China takes measures to lift equity sentiment: China yesterday reduced the stamp duty on stock trading, lowered the margin ratio for margin trading and curbed share sales in an effort to lift market sentiment. The measures had been flagged recently but the scale was wider than expected and Chinese equities have seen a lift of more than 2% in overnight trading. Whether the gains will be sustained will depend on what other policy measures China takes in the near future to lift the economy and reduce financial risks.
Equities swung between gains and losses after Powell’s speech. In the end, it did not change the needle much. Those believing in a Fed pivot early next year still have arguments to do so, and vice versa. Hence, equities finally rose with US equities particularly strong. S&P 500 gained 0.7%, Nasdaq a notch more, while Europe closed unchanged on Friday. More importantly, Powell did not say anything to hinder investor appetite for large cap growth stocks. Consumer discretionary and tech outperformed, large cap outperformed small cap and growth were generally preferred over value.
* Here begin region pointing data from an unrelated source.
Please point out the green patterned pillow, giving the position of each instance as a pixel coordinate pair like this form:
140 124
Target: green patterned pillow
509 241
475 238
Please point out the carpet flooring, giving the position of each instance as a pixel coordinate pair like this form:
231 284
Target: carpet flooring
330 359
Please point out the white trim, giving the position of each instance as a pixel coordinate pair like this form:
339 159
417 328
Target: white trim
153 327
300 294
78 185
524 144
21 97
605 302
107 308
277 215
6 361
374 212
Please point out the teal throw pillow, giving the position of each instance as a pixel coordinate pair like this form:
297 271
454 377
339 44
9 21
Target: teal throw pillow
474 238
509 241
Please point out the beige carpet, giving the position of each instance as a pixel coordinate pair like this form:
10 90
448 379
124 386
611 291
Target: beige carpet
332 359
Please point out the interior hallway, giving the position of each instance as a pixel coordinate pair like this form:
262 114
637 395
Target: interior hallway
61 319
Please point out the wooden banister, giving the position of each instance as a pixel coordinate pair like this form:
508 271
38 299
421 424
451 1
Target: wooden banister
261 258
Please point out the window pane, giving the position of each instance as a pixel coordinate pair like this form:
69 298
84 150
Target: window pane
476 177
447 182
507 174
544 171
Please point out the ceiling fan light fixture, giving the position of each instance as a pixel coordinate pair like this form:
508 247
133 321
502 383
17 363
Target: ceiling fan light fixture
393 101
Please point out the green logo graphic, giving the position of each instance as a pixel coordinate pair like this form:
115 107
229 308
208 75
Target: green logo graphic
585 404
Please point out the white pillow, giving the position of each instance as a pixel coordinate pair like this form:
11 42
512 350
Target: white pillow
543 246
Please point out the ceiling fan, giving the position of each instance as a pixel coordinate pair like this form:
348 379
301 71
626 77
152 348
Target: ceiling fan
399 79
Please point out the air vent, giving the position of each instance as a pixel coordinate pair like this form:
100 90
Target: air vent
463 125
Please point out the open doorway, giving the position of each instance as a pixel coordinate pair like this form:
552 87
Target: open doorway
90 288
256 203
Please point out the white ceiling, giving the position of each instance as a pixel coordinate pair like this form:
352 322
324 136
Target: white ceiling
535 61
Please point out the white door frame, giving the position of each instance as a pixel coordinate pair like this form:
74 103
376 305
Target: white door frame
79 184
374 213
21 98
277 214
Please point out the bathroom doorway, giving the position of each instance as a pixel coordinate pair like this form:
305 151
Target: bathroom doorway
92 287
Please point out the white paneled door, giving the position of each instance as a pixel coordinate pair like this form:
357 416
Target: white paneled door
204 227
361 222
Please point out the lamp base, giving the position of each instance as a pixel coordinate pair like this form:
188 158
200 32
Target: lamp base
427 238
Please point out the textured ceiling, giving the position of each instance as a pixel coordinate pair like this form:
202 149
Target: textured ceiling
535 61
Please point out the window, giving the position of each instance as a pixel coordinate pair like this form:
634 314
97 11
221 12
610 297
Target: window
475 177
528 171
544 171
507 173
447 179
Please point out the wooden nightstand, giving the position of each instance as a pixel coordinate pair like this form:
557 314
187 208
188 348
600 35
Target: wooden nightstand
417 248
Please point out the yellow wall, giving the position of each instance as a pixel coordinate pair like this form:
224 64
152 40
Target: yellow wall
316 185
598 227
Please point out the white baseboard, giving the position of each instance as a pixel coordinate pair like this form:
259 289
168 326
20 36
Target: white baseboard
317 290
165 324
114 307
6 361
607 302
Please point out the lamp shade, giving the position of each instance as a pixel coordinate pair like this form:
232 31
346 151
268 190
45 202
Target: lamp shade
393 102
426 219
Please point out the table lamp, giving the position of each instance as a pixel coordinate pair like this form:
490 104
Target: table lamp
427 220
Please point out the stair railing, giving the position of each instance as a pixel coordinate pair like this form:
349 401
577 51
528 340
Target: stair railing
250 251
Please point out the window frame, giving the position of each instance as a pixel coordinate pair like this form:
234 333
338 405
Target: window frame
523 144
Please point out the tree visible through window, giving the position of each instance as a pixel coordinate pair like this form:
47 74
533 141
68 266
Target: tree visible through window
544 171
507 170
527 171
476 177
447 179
FI: Friday’s session ended with a bearish flattening as e.g. the 2y point rose 5bp while the 10y point rose 2bp. Powell’s speech in Jackson Hole did not contain new policy signals, nor did Lagarde’s late speech on Friday night. Late on Friday, Nagel and Holzmann repeated their hawkish signals with Nagel particularly saying that it is too early to pause the hiking cycle. Reuters sources reported a growing momentum for a pause in September but the debate is still open without a market impact.
FX: The CNY has stabilised over the last week with Chinese authorities stepping up their efforts to counter currency weakness. Otherwise, the USD continues to trade bid with EUR/USD falling below the 1.08 mark towards the end of last week for the first time since June. Both EUR/SEK and EUR/NOK have been range trading in recent sessions while GBP was last week’s primary underperformer returning EUR/GBP to the 0.858-mark.
Credit: Credit markets exhibited a slight tightening tendency on Friday. iTraxx Xover closed 2.2bp tighter and Main 0.6bp tighter.
Nordic macro
Sweden: Riksbank’s Flodén will give a speech on the topic “Where is the economy heading? Status after the summer.” In the latest minutes, Flodén highlighted (1) the weak SEK, (2) high service sector inflation, and (3) the stronger-than-expected economy as factors supporting a continued tight monetary policy. While he believes that more rate hikes are highly likely, he can still be characterized as the most dovish board member (possibly together with Bunge who speaks tomorrow). In the minutes he opened up for the possibility of an unchanged policy rate if a rapid economic downturn were to occur simultaneously with inflation being in line with the Riksbank’s forecasts, contingent with SEK not weakening significantly. Therefore, it will be interesting to hear his interpretation of the macro data from the summer, not the least the (overly?) negative GDP indicator print for Q2.